Con esto quiero decir que, a no ser que creamos en la
existencia misma del Mal (Dios nos libre), o en que todo se reduce a patología
biosocial (la ciencia nos ayude), la prevención de los delitos que nos
escandalizan pasa por tratar a los “malos” como a seres libres y racionales,
convenciéndoles de que lo que creen legítimo no lo es. Otra cosa, como castigarlos
sin más, no solo no funciona – llevamos miles de años haciéndolo sin el menor
resultado – sino que es contraproducente (si castigas a quien no cree
merecerlo, solo lograrás confirmarle que el injusto eres tú – y el justo e
injustamente castigado él –).
Ahora bien, ¿cómo enseñar al que no sabe (lo malo que es)?
Hay casos en los que el “bien” y el “mal” estarán muy claros y podremos confiar
en convencer al “malvado” de su error. A menos que (volviendo a lo de antes) exista
en sí mismo el mal de la sinrazón y el malvado, por principio, “se niegue a
aprender” (como decimos los profesores cuando no sabemos enseñar), en cuyo caso
solo cabrá, de nuevo, encomendarse al cura, al médico o al pelotón de
fusilamiento, y aplicar un poder que estará tan falto de justicia, o más, que
el de aquel al que ajusticiamos.
¿Y qué hacer cuando el asunto del “bien” y el “mal” no esté
tan claro?
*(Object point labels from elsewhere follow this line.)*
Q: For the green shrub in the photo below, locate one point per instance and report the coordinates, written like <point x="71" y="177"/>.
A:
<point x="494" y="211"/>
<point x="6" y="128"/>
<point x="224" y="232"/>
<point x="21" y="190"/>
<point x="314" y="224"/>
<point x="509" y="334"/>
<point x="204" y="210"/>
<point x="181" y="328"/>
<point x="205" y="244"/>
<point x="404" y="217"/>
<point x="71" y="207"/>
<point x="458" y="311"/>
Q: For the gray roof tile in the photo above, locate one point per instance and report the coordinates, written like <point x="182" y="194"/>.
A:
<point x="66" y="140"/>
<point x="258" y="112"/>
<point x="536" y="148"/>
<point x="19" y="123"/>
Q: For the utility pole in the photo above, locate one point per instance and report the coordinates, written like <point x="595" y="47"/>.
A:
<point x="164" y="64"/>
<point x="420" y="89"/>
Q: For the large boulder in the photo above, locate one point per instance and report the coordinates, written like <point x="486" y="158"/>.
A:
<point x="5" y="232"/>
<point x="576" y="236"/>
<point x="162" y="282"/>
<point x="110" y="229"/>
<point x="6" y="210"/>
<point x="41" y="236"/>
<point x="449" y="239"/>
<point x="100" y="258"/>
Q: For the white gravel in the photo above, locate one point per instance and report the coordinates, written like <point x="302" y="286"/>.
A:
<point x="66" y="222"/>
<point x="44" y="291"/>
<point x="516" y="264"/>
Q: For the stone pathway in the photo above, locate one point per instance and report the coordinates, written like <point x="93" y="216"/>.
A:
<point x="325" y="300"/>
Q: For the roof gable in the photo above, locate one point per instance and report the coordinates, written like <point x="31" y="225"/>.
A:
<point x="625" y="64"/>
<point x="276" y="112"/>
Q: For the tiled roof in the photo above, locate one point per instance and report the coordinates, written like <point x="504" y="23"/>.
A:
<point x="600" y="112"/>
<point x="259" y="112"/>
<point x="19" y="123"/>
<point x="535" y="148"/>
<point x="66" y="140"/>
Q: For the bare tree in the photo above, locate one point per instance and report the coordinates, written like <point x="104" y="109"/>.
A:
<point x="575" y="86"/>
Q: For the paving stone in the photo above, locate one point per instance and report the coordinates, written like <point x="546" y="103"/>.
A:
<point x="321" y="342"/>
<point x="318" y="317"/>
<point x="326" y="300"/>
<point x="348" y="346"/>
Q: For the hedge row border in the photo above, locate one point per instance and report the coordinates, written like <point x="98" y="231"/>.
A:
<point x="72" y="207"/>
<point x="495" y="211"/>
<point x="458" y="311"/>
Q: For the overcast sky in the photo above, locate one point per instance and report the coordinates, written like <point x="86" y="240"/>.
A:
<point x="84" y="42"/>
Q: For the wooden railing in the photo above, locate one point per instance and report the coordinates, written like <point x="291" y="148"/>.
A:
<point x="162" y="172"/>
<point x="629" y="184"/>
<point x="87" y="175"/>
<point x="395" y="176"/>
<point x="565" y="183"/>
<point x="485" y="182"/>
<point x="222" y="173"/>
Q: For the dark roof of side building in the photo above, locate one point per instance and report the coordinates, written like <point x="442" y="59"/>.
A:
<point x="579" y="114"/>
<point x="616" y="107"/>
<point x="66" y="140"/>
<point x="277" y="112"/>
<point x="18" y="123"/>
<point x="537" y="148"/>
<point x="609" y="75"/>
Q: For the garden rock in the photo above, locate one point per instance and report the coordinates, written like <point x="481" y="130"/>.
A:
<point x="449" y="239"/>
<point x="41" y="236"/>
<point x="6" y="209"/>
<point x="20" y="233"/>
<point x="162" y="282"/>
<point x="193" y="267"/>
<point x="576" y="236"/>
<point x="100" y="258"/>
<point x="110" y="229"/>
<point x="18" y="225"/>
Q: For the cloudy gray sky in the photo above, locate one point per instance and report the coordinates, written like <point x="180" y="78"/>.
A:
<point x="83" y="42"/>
A veces, en lugar de mostrar al ignorante la verdadera bondad
(es decir: convencerle – si es que uno tiene argumentos – de lo malo que es ser
malo), de lo que se trata es de acompañarlo en el arduo proceso de buscarla,
algo para lo que es imprescindible (como en todo aprendizaje) dar lugar a la
duda sobre las cosas que uno cree que cree ciertísimas.
No es ninguna tontería eso de dudar. Fíjense que las mayores
barbaridades se cometen sin dudarlo. Jamás verán a un terrorista o a un
criminal en ejercicio dudando de lo que cree y hace. Es cierto que todos
tenemos creencias falsas y potencialmente dañinas; lo distintivo es lo seguros
que están algunos (entre ellos los malvados) de las suyas.
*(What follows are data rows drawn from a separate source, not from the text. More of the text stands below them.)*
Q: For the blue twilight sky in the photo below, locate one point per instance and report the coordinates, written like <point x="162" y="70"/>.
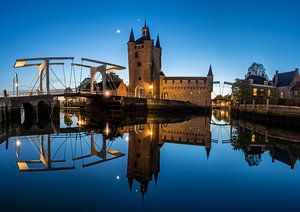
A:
<point x="229" y="34"/>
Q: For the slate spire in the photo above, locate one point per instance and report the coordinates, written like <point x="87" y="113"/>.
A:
<point x="131" y="38"/>
<point x="210" y="71"/>
<point x="157" y="42"/>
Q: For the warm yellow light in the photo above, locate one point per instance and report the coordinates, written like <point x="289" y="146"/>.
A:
<point x="18" y="143"/>
<point x="106" y="93"/>
<point x="150" y="133"/>
<point x="20" y="64"/>
<point x="253" y="138"/>
<point x="106" y="130"/>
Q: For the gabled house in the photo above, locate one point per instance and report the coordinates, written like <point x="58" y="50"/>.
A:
<point x="287" y="84"/>
<point x="260" y="86"/>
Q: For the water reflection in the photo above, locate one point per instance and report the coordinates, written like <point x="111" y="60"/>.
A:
<point x="79" y="142"/>
<point x="254" y="140"/>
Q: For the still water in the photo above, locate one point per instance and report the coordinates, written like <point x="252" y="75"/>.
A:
<point x="149" y="163"/>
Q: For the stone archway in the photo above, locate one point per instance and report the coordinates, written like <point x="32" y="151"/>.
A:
<point x="140" y="91"/>
<point x="27" y="115"/>
<point x="42" y="114"/>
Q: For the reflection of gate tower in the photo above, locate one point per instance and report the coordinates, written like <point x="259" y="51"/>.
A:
<point x="143" y="155"/>
<point x="144" y="59"/>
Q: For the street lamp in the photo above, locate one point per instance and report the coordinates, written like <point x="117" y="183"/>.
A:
<point x="150" y="90"/>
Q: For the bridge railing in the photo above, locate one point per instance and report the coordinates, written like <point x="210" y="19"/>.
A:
<point x="24" y="93"/>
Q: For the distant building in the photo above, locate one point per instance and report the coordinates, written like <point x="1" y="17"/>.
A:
<point x="260" y="86"/>
<point x="287" y="84"/>
<point x="117" y="87"/>
<point x="147" y="80"/>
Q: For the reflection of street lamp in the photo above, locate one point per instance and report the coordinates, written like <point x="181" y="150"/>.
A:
<point x="106" y="93"/>
<point x="150" y="90"/>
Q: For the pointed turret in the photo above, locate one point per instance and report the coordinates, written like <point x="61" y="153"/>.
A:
<point x="207" y="152"/>
<point x="131" y="38"/>
<point x="146" y="32"/>
<point x="210" y="71"/>
<point x="157" y="42"/>
<point x="156" y="177"/>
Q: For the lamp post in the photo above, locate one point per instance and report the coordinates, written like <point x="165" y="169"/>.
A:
<point x="16" y="85"/>
<point x="150" y="90"/>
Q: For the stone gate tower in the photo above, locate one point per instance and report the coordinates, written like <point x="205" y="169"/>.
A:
<point x="144" y="60"/>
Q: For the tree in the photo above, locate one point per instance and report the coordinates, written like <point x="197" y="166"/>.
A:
<point x="257" y="69"/>
<point x="241" y="90"/>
Nada más peligroso que un tonto; todos – menos los más
tontos – lo saben. Ese es el “secreto” del mal. Las circunstancias sociales y
los conflictos o estados emotivos solo predisponen y exacerban (cuando no son
el efecto de) esa cretinez, pero es ella la responsable de sostener las
creencias que determinan las decisiones y acciones del malvado.
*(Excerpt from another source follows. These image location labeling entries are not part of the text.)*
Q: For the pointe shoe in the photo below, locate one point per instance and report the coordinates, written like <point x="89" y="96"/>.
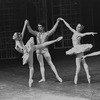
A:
<point x="89" y="79"/>
<point x="25" y="58"/>
<point x="75" y="80"/>
<point x="30" y="83"/>
<point x="59" y="38"/>
<point x="59" y="79"/>
<point x="42" y="80"/>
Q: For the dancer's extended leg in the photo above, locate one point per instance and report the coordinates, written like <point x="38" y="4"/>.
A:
<point x="86" y="70"/>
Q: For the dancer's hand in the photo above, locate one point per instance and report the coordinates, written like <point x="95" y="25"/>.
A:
<point x="83" y="57"/>
<point x="93" y="33"/>
<point x="59" y="38"/>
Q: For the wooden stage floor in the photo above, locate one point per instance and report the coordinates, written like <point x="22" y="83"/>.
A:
<point x="14" y="81"/>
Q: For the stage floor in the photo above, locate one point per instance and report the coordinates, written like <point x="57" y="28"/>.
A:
<point x="14" y="81"/>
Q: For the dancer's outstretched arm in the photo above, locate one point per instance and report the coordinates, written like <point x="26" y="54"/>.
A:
<point x="23" y="30"/>
<point x="48" y="43"/>
<point x="88" y="33"/>
<point x="92" y="54"/>
<point x="30" y="29"/>
<point x="54" y="28"/>
<point x="71" y="29"/>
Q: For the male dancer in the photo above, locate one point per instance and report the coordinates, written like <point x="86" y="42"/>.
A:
<point x="28" y="49"/>
<point x="42" y="37"/>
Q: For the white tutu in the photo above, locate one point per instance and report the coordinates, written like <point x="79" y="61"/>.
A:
<point x="79" y="49"/>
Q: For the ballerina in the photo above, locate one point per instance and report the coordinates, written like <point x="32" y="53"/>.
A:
<point x="78" y="49"/>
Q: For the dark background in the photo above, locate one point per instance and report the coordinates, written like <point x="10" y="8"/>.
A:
<point x="25" y="9"/>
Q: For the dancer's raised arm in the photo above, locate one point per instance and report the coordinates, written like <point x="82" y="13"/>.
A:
<point x="24" y="27"/>
<point x="54" y="28"/>
<point x="88" y="33"/>
<point x="30" y="29"/>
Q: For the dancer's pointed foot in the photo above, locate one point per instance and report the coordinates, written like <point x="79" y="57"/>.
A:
<point x="25" y="58"/>
<point x="59" y="79"/>
<point x="75" y="80"/>
<point x="42" y="80"/>
<point x="89" y="79"/>
<point x="30" y="82"/>
<point x="59" y="38"/>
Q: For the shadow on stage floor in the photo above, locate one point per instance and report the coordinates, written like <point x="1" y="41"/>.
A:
<point x="14" y="81"/>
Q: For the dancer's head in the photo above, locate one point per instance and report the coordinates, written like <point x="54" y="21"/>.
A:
<point x="17" y="36"/>
<point x="79" y="27"/>
<point x="41" y="26"/>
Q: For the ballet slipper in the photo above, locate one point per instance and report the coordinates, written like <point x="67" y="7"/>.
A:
<point x="42" y="80"/>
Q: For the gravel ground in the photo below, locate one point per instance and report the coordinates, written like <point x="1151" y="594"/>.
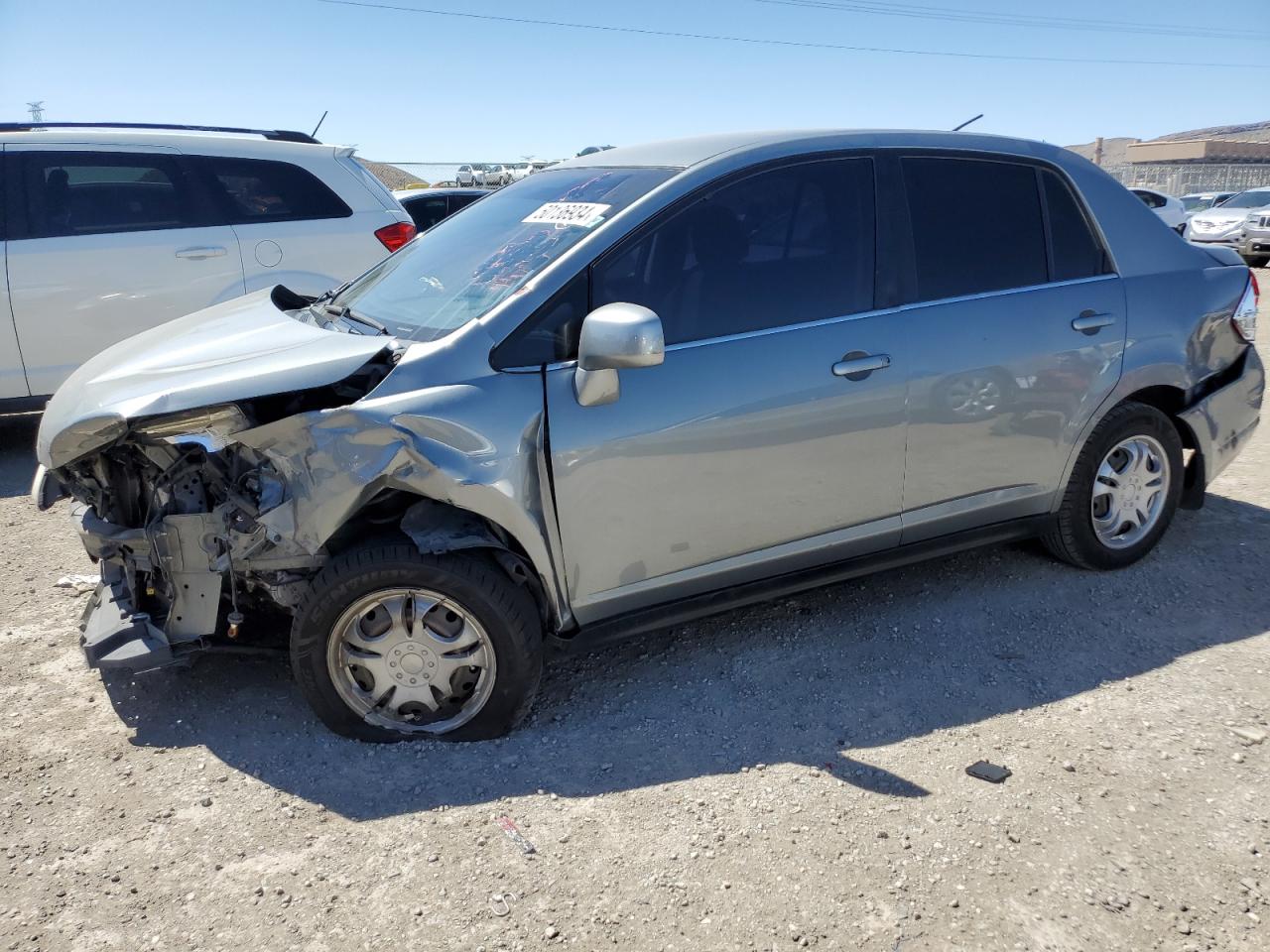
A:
<point x="778" y="777"/>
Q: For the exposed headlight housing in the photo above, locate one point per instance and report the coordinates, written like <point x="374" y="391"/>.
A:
<point x="209" y="426"/>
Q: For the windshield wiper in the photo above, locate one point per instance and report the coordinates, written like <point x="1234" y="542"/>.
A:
<point x="347" y="313"/>
<point x="333" y="294"/>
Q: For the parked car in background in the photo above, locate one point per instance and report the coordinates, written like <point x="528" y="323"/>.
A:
<point x="430" y="206"/>
<point x="1256" y="249"/>
<point x="495" y="176"/>
<point x="1238" y="222"/>
<point x="1170" y="209"/>
<point x="471" y="176"/>
<point x="648" y="385"/>
<point x="1203" y="200"/>
<point x="109" y="230"/>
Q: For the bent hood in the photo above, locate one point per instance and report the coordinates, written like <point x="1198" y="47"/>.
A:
<point x="235" y="350"/>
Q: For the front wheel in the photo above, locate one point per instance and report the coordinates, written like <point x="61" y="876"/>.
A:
<point x="395" y="645"/>
<point x="1123" y="492"/>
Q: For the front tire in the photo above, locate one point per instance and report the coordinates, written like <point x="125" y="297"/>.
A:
<point x="395" y="645"/>
<point x="1123" y="492"/>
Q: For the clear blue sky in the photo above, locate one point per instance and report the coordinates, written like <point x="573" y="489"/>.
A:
<point x="409" y="86"/>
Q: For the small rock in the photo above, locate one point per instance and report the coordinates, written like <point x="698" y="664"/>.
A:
<point x="1254" y="735"/>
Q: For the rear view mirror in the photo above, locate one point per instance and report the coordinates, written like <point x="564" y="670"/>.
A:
<point x="615" y="336"/>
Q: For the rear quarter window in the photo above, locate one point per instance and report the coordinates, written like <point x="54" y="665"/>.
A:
<point x="1076" y="249"/>
<point x="252" y="190"/>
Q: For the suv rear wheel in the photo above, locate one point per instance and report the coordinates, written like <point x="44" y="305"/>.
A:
<point x="1123" y="492"/>
<point x="395" y="645"/>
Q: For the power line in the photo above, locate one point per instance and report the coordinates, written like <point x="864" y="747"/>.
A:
<point x="1014" y="19"/>
<point x="803" y="45"/>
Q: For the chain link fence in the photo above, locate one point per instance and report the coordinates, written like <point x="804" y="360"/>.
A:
<point x="1185" y="179"/>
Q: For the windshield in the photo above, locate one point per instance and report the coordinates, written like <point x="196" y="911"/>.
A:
<point x="1248" y="199"/>
<point x="468" y="263"/>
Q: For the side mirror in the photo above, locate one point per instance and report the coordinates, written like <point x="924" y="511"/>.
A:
<point x="615" y="336"/>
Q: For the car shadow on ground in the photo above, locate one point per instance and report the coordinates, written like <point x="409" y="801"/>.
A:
<point x="816" y="679"/>
<point x="17" y="453"/>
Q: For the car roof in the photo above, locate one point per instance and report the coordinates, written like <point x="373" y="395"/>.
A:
<point x="187" y="141"/>
<point x="408" y="193"/>
<point x="685" y="153"/>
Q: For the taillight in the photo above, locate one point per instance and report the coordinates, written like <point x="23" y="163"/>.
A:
<point x="1245" y="318"/>
<point x="395" y="235"/>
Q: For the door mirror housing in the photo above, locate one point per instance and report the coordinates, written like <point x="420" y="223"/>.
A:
<point x="615" y="336"/>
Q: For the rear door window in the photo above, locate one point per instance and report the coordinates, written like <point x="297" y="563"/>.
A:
<point x="93" y="193"/>
<point x="976" y="226"/>
<point x="253" y="190"/>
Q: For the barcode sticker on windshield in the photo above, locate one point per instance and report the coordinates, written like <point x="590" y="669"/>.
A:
<point x="583" y="214"/>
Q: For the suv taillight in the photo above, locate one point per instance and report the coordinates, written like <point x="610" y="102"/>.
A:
<point x="395" y="235"/>
<point x="1245" y="318"/>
¿Queremos, pues, un mundo mejor? Pues, más allá de asegurar
a todos una vida digna y saludable, y de enseñar a la gente a sujetar las
emociones a la razón (y no al contrario, como clama tanto romántico
trasnochado), sembremos la duda y el espíritu crítico por doquier. Si dudo
no solo existo, como decía el otro, sino que también dejaré que existan
tranquilamente los demás. Sacar a tantos de la estrecha caverna mental,
social y sentimental que habitan los hará menos molestos, como reclamaba el
viejo Sócrates, y, sobre todo y más importante: menos dañinos y peligrosos.